Quelle serait la matrice de notre idéologie ? Quelle représentation de la société guiderait notre compréhension des phénomènes sociaux ?
Le premier jour de Faire Fortement Mouvement, en guise d’échauffement et avant la mise au travail de production d’une affiche sur l’échec scolaire, j’ai proposé un travail d’explicitation de nos représentations à propos de la société ? C’est un travail que je mène en formation avec mes étudiants pour introduire aux grands paradigmes de la sociologie.
Sans le savoir, nous avons dans la tête, une image, une idée, une « imagidée » de la société, une manière de concevoir la vie en commun, une manière de voir non seulement la société, mais aussi ses grandes institutions, la famille, l’École, l’entreprise… Et pour comprendre ce qui se passe dans la société, pour expliquer les problèmes sociaux, la pauvreté, l’échec scolaire, la pollution, le chômage…, nous utilisons l’une ou l’autre « imagidée » de la société. Parfois l’une, parfois l’autre, cela dépend du contexte et de notre histoire de vie.
Essayons d’expliciter cette « imagidée ». Et pour l’expliciter, je vous propose de choisir et de faire fonctionner une des analogies ci-dessous. Ce faisant, on réalise à la fois un travail subjectif sur soi, d’explicitation de ses propres représentations, et un travail plus objectif, de reconstruction explicite des grands paradigmes classiques de la sociologie.
Sans le savoir, nous avons une « imagidée » de l’école.
Choisissez donc une analogie parmi celles qui suivent et faites-la fonctionner pour expliquer l’échec scolaire, le fonctionnement de l’école, de la société et de l’école dans la société.
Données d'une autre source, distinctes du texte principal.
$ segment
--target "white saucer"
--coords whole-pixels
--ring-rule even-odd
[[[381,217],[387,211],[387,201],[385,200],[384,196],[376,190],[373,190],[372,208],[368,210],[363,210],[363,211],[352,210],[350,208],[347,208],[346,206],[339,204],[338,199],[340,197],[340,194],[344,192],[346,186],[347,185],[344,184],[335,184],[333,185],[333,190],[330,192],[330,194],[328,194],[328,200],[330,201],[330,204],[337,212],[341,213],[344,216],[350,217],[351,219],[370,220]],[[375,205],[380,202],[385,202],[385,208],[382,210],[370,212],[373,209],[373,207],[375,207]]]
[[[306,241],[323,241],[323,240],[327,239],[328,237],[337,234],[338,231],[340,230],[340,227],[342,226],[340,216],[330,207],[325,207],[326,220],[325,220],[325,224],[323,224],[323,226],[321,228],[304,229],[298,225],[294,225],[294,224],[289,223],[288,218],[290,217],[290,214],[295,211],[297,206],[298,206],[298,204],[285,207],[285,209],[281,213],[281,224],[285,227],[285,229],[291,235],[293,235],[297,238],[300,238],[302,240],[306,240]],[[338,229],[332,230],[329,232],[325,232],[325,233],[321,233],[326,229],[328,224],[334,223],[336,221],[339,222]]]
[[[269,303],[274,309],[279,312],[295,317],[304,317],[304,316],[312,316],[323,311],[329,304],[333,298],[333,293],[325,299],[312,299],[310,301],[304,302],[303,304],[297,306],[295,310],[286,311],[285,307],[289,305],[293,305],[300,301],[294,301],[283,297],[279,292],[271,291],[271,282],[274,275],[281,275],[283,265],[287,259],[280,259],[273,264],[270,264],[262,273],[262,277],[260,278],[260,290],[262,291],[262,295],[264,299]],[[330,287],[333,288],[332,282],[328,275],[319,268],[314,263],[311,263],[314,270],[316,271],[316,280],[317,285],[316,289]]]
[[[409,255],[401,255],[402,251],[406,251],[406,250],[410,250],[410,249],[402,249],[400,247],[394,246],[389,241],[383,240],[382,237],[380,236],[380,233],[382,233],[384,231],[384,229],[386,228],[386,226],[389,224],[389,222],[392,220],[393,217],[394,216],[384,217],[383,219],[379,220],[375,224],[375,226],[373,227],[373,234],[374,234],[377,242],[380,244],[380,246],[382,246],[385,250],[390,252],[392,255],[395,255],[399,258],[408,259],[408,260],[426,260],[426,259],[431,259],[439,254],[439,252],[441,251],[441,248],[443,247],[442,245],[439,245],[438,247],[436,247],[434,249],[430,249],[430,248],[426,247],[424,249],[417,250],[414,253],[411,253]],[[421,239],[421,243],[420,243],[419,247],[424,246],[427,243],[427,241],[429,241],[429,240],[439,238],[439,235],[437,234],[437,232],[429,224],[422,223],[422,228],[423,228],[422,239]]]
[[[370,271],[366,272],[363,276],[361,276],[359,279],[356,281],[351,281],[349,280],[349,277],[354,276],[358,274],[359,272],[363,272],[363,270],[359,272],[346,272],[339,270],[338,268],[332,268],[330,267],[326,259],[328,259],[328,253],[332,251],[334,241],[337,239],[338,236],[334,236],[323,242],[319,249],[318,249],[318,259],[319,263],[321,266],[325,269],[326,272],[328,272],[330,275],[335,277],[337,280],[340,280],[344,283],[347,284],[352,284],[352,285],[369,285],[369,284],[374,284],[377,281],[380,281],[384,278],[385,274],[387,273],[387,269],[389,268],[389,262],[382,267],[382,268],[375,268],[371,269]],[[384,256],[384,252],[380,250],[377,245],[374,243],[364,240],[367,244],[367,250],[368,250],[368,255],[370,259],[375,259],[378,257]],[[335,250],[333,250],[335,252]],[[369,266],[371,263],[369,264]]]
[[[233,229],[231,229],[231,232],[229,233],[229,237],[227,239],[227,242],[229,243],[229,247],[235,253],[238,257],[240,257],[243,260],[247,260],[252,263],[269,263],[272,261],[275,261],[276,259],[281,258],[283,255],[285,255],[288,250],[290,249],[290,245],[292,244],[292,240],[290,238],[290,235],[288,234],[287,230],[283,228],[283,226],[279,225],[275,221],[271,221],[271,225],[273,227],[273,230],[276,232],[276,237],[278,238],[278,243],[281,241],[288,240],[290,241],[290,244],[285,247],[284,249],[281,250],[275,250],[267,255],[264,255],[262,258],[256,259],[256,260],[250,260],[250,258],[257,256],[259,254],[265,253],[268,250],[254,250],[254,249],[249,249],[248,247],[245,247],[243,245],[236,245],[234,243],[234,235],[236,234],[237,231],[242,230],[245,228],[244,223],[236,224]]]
L’École dans la société et/ou la société elle-même, c’est comme…
– Un corps humain, comme un organisme vivant ; ne parle-t-on pas du corps enseignant, de l’organisme social ?
– Une machine, un système ; n’en étudie-t-on pas les rouages et les mécanismes ?
– Un marché villageois ; ne parle-t-on pas de la société de consommation ?
– Un mobile divagant dans l’espace ; ne dit-on pas qu’on ne sait plus où on va, qu’il n’y a plus de pilote dans l’avion ?
Et si la société ou l’École, c’est ceci ou cela, qu’est-ce qui fait que l’école est comme elle l’est, qu’il y a beaucoup d’échecs ou non, comment en comprendre les causes, les conséquences, comment y remédier ?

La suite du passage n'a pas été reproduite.